I had to laugh as I remember when I bought my first one in late 1988. I was teased all the time about my expensive little light and batteries and I let them laugh all they wanted. The laughing and smart *** comments usually went away after someone experienced a dayshift building search with me (usually after chasing someone inside) and I was the only guy with a flashlight - or when working nights and the Streamlight went dead (again) and my trusty 6p came into play. Once, while working a narcotics detail, my partner and I gave chase to a suspect and my light helped us to identify the Colt .45 he was reaching for......needless to say, the good guys won again......and I have never been without a Surefire light!!!


----------



## T45 (Oct 4, 2010)

THANK GOD! I thought I was the only guy around that had a "Laser Products" Surefire 6P! Bought mine sometime back in the early 90's at a gun show. Got the same reaction you guys did..."You paid WHAT?!?!?"...." How much for a Toy Flashlight???" In those days, it was Mag lite and nothing else. Well, I still have that old 6P, it still looks good and still burns bright. It has been kept on my night stand most of the time over the years with an occasional trip here and there. I just recently upgraded the bulb from an incandescent to an LED. Went from 60 lumen for 1 hour to 80 Lumen for 10+ hours. Can't believe some guys on here complain that's a LOW Lumens output, they've obviously been spoiled by the better Light Technology of recent years. But Like everyone here says, it outshined every maglite made and lasted through nearly 2 decades. I still find the simple form factor exquisite and the quality is undeniable.


----------



## jamesmtl514 (Oct 6, 2010)

that 15 year old surefire is now 21 years old.
I'm sure it's still going strong.


----------



## Fuchshp (Sep 23, 2014)

Good evening

The incandescent bulb of the 6P shines a very nice warm light. But the battery runtime is too short. 
Which LED drop in for the old laser products 6P emits a similar light as the incandescent bulb?
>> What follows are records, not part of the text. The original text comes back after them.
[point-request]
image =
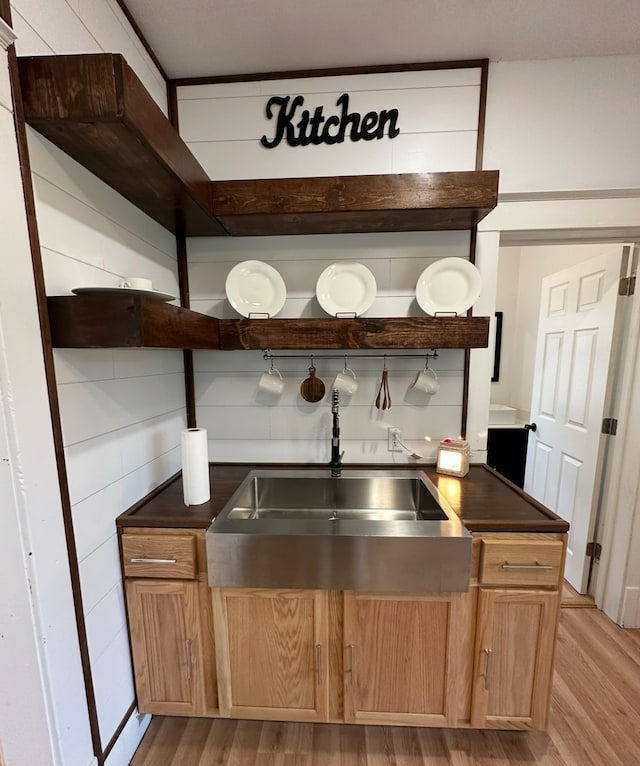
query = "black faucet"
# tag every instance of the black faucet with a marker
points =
(336, 457)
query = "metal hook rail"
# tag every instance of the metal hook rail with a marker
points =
(433, 354)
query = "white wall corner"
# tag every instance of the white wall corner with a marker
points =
(631, 608)
(481, 366)
(7, 35)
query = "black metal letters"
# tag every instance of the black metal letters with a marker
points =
(304, 128)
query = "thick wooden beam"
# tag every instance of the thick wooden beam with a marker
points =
(95, 109)
(340, 204)
(127, 321)
(406, 332)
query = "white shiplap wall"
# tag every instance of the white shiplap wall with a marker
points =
(245, 424)
(222, 125)
(122, 412)
(438, 121)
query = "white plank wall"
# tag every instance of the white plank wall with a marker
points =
(438, 120)
(245, 424)
(39, 661)
(122, 412)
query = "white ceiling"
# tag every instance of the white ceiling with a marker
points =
(194, 38)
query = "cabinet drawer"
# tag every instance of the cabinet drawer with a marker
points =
(521, 562)
(172, 556)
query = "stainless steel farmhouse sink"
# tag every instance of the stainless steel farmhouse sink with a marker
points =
(365, 530)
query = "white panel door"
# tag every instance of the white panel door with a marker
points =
(575, 332)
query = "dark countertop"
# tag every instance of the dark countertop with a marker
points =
(484, 500)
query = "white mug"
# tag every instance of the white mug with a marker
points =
(271, 382)
(426, 381)
(137, 283)
(346, 382)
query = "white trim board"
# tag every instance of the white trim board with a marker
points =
(7, 35)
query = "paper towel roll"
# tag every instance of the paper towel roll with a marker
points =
(195, 466)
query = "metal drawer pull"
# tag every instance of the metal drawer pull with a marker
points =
(351, 667)
(318, 658)
(187, 646)
(487, 666)
(153, 561)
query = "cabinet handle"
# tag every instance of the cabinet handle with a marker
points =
(352, 661)
(487, 666)
(153, 561)
(187, 651)
(318, 660)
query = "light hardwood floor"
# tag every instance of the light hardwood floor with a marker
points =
(595, 721)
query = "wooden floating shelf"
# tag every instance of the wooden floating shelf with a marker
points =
(400, 333)
(127, 321)
(94, 108)
(119, 320)
(345, 204)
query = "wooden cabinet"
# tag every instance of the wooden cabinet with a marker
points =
(164, 624)
(482, 658)
(170, 621)
(514, 658)
(272, 653)
(406, 658)
(516, 629)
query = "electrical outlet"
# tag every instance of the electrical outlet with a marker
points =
(393, 434)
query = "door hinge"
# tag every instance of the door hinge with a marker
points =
(594, 550)
(627, 285)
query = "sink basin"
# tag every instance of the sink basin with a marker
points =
(371, 498)
(366, 530)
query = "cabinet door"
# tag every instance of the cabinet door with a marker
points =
(513, 666)
(165, 628)
(406, 658)
(272, 653)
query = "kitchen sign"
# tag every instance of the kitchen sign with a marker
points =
(299, 127)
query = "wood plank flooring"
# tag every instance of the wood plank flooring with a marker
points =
(569, 597)
(595, 721)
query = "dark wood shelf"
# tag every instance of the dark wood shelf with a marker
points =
(400, 333)
(94, 108)
(345, 204)
(127, 321)
(118, 320)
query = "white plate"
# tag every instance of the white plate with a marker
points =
(156, 294)
(346, 288)
(448, 286)
(254, 287)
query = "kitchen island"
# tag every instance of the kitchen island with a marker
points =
(481, 658)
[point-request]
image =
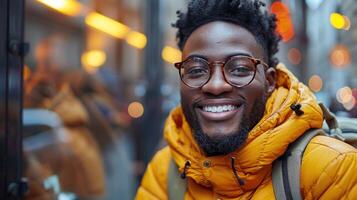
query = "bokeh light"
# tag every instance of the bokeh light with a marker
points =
(315, 83)
(67, 7)
(171, 55)
(294, 56)
(136, 39)
(135, 109)
(27, 72)
(350, 104)
(344, 95)
(340, 56)
(93, 59)
(107, 25)
(340, 21)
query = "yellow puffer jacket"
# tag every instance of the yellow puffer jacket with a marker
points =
(328, 171)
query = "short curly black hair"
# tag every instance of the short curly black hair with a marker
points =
(246, 13)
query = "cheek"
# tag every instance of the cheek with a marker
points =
(186, 95)
(255, 90)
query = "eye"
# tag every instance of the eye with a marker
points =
(196, 71)
(239, 70)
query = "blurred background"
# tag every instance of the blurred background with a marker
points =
(99, 82)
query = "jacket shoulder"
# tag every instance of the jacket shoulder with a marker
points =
(154, 182)
(328, 169)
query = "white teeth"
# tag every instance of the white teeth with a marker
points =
(217, 109)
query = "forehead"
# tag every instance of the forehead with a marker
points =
(218, 40)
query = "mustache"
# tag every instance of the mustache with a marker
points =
(239, 100)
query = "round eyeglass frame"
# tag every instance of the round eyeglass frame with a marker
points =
(255, 61)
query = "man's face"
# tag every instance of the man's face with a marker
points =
(220, 133)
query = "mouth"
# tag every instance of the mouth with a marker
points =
(218, 110)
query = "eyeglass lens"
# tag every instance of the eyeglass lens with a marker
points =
(238, 71)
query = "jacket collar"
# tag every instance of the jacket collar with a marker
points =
(269, 139)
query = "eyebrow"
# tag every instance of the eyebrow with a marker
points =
(227, 57)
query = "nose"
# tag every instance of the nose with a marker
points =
(217, 84)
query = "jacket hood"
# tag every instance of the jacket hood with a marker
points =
(268, 140)
(68, 107)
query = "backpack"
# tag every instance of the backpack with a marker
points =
(286, 169)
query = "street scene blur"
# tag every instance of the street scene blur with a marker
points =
(99, 82)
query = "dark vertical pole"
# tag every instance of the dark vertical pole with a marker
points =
(304, 43)
(11, 56)
(3, 94)
(150, 130)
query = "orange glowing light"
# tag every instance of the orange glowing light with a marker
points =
(285, 25)
(107, 25)
(135, 109)
(315, 83)
(94, 58)
(171, 55)
(339, 21)
(136, 39)
(294, 56)
(67, 7)
(350, 104)
(340, 56)
(344, 95)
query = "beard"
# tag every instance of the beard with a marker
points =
(225, 144)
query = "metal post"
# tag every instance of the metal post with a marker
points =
(150, 131)
(12, 50)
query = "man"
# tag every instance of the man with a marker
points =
(239, 112)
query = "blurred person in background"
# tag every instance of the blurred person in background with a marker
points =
(240, 109)
(77, 161)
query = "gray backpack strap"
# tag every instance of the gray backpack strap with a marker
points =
(176, 185)
(286, 169)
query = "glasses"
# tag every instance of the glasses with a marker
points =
(238, 71)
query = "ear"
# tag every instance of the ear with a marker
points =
(270, 78)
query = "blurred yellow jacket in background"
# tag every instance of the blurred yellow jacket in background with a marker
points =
(328, 170)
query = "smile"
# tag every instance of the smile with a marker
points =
(219, 109)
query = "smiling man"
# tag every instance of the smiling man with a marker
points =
(239, 111)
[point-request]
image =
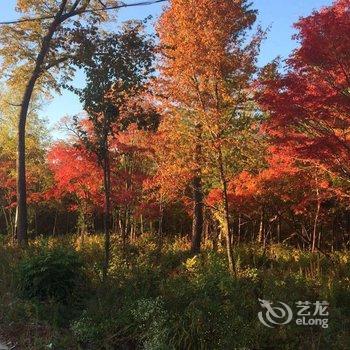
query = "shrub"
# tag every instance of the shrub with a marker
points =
(52, 273)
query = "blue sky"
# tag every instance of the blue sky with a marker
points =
(279, 14)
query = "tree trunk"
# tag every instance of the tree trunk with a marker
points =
(227, 230)
(314, 231)
(22, 217)
(107, 210)
(197, 227)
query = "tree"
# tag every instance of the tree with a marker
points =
(204, 66)
(309, 105)
(37, 139)
(117, 70)
(35, 47)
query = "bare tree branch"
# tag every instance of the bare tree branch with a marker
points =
(78, 12)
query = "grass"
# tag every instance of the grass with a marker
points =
(164, 298)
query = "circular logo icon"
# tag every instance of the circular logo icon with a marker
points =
(274, 315)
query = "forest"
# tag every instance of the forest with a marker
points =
(198, 200)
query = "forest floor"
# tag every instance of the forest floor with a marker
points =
(159, 296)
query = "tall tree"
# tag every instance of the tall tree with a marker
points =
(35, 47)
(202, 46)
(309, 105)
(116, 71)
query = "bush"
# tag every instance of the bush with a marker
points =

With single mode around 60 to 100 lumens? And long battery life?


----------



## scout24 (Sep 24, 2014)

See "Malkoff Devices" M61WL. Or the M61L 219B available from Illumination Supply (Illumn) And a belated Welcome, by the way!


----------



## Fuchshp (Sep 26, 2014)

Good evening, Scout24

Thank you, that's exactly what I was looking for. I bought a Malkoff M61WL from Ilumination Supply this afternoon. 

Kind regards,
HP


----------



## scout24 (Sep 26, 2014)

Wonderful, I hope you enjoy it. Malkoff dropins have a very well deserved reputation as the best...


----------



## Fuchshp (Oct 12, 2014)

Good Morning

I received the M61WL meanwhile. It realy resembles incandescent light closely. I'm very happy with it!


----------



## rrivas70 (Oct 12, 2014)

Is OP still on here?

Although 14 years ago, I still did not see a picture posted 

Here my request!


----------



## Norm (Oct 12, 2014)

rrivas70 said:


> Is OP still on here?
> 
> Although 14 years ago, I still did not see a picture posted
> 
> Here my request!



From Hek's profile :

Last Activity 02-19-2008 02:06 PM


----------